Ama kanımca sanatkâr değildir. Bir ayakkabı ustası da üstün yetenekli, kıvrak
zekâlı, maharetli gibi üstün sıfatlara nail olabilir. Ama kanımca sanatkâr
değildir. Haydi bunlar zaten sanat dalları değiller, bir de sanat dalı olarak
geçen başlıklarda bir yetenek sergileyen ama sanatkâr olmayan tipolojiye
değinmek gerek.
Müzik bir sanat dalı… Ama her icracısı
sanatkâr mı?
Şimdilerde
herkes sanatkâr olarak anılıyor. Tekdüze, formsuz, atonal, ritimsiz; tâbir
yerindeyse, teneke bir şarkıyı sırf seslendirdiği için sanatkâr olarak
anılıyor. Hakikaten inanıp da mı sanatkâr diyorlar, bilemiyorum. Ama ben bugüne
kadar inanmadım, bundan sonra da hiç niyetim yok!
Müzik
dalında kim sanatkâr o hâlde?
Çok
uzatmadan hemen sonuca bağlayacağım…
Bir
insan, çok emek sarf etmediği hâlde bir ya da birkaç enstrümanı çalabiliyorsa,
o maharetlidir. Yatkındır, beceriklidir. Bir şarkıyı çok güzel söylüyorsa, o
hem güzel bir sese sahiptir, hem de kulak algıları gelişkindir. Bu bahsettiğim
mertebelere çalışmak ve eğitim almakla ulaşıyorsa emektardır, başarılıdır ve üstattır.
Fakat bunlar o kişinin sanatkâr sayılması için yeter şart değildir.
Müzik
dalında bir insanı sanatkâr yapabilecek tek şey, tabiattan aldığı nağmeyi sese
ya da notaya çevirmesidir. Yani daha önce çalınmamış, mırıldanılmamış ve hiçbir
yerden öğrenmediği bir nağmeyi meydana getirmesidir. İlhamla bir eser
vermesidir. Öğrendiklerine ek ya da öğrendiklerinden azâde bir eser… Bir
başkasının öğrenerek ya da çok deneyerek yapamayacağı şeyi yapmak, sanattır.
Var
olan bir şarkıyı söylemek ya da çalmak, insanı “icracı” yapar; nasıl icra
ettiğine göre de sıfatlara kavuşur. İyiyse, başarılıysa, üstün nitelikliyse, “sanatkâr”

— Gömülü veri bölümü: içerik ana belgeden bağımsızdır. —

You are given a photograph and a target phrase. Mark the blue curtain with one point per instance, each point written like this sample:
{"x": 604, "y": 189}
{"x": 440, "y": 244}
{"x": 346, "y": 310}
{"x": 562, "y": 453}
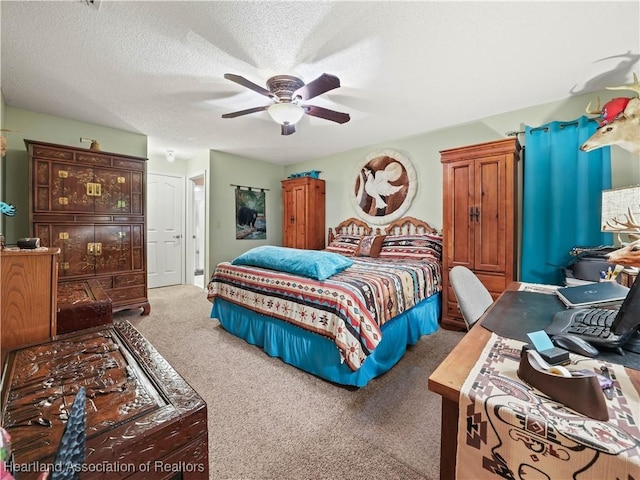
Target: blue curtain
{"x": 562, "y": 197}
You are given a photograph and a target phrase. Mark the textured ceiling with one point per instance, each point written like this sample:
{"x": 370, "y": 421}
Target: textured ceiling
{"x": 157, "y": 68}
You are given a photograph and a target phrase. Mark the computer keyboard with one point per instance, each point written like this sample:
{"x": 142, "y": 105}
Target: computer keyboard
{"x": 593, "y": 322}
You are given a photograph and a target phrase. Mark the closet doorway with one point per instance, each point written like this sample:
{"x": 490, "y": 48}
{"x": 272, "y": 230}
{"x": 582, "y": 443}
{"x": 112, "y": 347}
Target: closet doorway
{"x": 197, "y": 229}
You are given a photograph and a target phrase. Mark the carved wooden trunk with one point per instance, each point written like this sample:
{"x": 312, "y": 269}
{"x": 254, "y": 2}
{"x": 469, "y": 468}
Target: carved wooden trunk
{"x": 82, "y": 305}
{"x": 91, "y": 205}
{"x": 142, "y": 419}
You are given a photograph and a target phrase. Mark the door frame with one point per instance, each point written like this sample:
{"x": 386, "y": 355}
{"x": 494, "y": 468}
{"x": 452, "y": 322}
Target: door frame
{"x": 183, "y": 180}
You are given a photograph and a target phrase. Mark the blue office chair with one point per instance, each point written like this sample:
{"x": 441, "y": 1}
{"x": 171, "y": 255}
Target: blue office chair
{"x": 473, "y": 297}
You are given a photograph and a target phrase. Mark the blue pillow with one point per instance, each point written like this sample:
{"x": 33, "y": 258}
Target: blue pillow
{"x": 315, "y": 264}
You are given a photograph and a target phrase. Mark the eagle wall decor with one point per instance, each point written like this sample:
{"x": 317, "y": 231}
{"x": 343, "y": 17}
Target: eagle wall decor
{"x": 384, "y": 187}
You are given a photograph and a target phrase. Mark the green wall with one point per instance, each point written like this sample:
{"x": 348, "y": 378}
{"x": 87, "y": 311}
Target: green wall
{"x": 424, "y": 152}
{"x": 227, "y": 170}
{"x": 222, "y": 169}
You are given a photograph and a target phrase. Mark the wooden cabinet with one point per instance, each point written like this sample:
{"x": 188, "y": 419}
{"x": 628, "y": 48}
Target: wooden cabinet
{"x": 479, "y": 217}
{"x": 304, "y": 212}
{"x": 27, "y": 297}
{"x": 91, "y": 205}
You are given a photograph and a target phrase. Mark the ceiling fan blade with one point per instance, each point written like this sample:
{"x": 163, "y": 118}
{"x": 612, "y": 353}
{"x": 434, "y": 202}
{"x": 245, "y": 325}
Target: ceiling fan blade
{"x": 288, "y": 129}
{"x": 245, "y": 112}
{"x": 325, "y": 113}
{"x": 320, "y": 85}
{"x": 250, "y": 85}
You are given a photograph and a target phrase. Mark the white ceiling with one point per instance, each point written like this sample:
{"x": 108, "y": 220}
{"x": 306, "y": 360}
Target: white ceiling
{"x": 157, "y": 68}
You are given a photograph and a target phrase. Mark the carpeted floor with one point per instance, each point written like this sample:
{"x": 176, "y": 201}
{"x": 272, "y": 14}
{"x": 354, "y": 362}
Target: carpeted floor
{"x": 268, "y": 420}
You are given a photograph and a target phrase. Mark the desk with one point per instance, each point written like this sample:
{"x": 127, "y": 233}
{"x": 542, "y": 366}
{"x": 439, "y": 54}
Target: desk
{"x": 447, "y": 381}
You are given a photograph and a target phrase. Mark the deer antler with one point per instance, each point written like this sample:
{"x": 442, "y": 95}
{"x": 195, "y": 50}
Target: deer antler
{"x": 629, "y": 223}
{"x": 598, "y": 110}
{"x": 635, "y": 86}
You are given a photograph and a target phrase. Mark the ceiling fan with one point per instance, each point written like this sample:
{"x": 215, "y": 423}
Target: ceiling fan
{"x": 286, "y": 92}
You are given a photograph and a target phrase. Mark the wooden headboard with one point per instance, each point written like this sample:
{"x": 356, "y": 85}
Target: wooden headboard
{"x": 404, "y": 225}
{"x": 350, "y": 226}
{"x": 410, "y": 226}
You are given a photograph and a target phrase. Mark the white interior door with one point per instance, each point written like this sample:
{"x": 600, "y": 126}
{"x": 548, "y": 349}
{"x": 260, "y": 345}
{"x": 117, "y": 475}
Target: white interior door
{"x": 165, "y": 230}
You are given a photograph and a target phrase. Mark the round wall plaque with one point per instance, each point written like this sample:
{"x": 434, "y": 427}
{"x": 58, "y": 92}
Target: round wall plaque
{"x": 384, "y": 187}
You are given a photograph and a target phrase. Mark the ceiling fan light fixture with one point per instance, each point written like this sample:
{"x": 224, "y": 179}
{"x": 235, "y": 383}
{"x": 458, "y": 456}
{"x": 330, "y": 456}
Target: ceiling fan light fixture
{"x": 286, "y": 113}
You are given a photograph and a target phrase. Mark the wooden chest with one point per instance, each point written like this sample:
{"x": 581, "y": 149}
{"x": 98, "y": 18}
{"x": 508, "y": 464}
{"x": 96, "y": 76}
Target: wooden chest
{"x": 82, "y": 305}
{"x": 142, "y": 419}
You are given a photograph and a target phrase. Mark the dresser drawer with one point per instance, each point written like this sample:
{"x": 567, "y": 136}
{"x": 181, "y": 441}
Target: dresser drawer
{"x": 128, "y": 280}
{"x": 82, "y": 305}
{"x": 124, "y": 294}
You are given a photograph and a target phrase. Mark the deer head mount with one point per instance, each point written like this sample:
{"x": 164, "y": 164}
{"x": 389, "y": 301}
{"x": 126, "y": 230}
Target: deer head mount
{"x": 620, "y": 123}
{"x": 629, "y": 255}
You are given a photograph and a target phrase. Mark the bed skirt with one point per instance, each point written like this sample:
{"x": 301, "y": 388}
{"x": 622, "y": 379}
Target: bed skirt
{"x": 318, "y": 355}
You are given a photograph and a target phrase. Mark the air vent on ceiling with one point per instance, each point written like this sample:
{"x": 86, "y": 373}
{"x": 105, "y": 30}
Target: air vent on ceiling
{"x": 95, "y": 4}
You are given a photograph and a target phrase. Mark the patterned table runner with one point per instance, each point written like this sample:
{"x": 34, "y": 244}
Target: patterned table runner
{"x": 509, "y": 430}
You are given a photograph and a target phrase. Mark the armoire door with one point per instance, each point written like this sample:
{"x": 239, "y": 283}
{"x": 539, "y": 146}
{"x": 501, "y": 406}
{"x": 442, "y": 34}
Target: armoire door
{"x": 459, "y": 181}
{"x": 489, "y": 214}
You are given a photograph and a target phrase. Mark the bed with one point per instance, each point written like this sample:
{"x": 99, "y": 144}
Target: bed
{"x": 346, "y": 313}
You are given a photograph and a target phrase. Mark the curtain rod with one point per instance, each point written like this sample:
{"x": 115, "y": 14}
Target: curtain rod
{"x": 513, "y": 133}
{"x": 248, "y": 188}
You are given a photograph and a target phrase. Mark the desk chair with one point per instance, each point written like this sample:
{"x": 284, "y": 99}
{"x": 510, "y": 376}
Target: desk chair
{"x": 473, "y": 297}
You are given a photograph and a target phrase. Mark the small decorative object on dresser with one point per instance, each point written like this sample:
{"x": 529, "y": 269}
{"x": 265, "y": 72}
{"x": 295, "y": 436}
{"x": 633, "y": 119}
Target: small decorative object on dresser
{"x": 91, "y": 205}
{"x": 303, "y": 213}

dışında kalan pek çok üstün sıfata hak kazanabilir. Ama var olanı tekrar etmek,
asla sanat kategorisinde olamaz!
Şiir de edebî bir sanat meselâ…
Şimdilerde
şöyle şiir yazılıyor:
“Ben
Gidiyorum
Ama
Gitmek istemiyorum aslında
Çok
Yorgunum
Bu yüzden
Evde
Kalmak istiyorum…”
Şimdi
böyle alt alta dizildiğinde şiiri anımsattı, değil mi? Bunu yazana da “şair” ve
pek tabiî “sanatkâr” dediniz. Ama olmuyor işte!
Bir
de şöyle bakın: “Ben gidiyorum. Ama gitmek istemiyorum aslında… Çok yorgunum. Bu yüzden
evde kalmak istiyorum.”
Hiç
de şiir gibi değil.
O
zaman neden sizi kandırmalarına izin veriyorsunuz? Böyle bakınca herkes şair
olabilir zaten. Çünkü bunları herkes yazabilir. Hattâ çok daha süslü ve
gösterişli ama alt alta dizilmiş cümleleri şiir diye satabilir herkes…
Bütün
söylenmişleri bambaşka bir şekilde söylemenin adıdır şiir. Ama bu kadar da
değildir. Kafiye, hece, aruz olmasa dahi, sanki bunlar varmış gibi ritmiktir,
ahenklidir. Sanki kendi içinde bir nağmesi vardır. Siz okursunuz, bestesi de
zihinde çalar bir yandan… Hece ölçülü ve kafiyeli bir şiir, şiirin hasıdır.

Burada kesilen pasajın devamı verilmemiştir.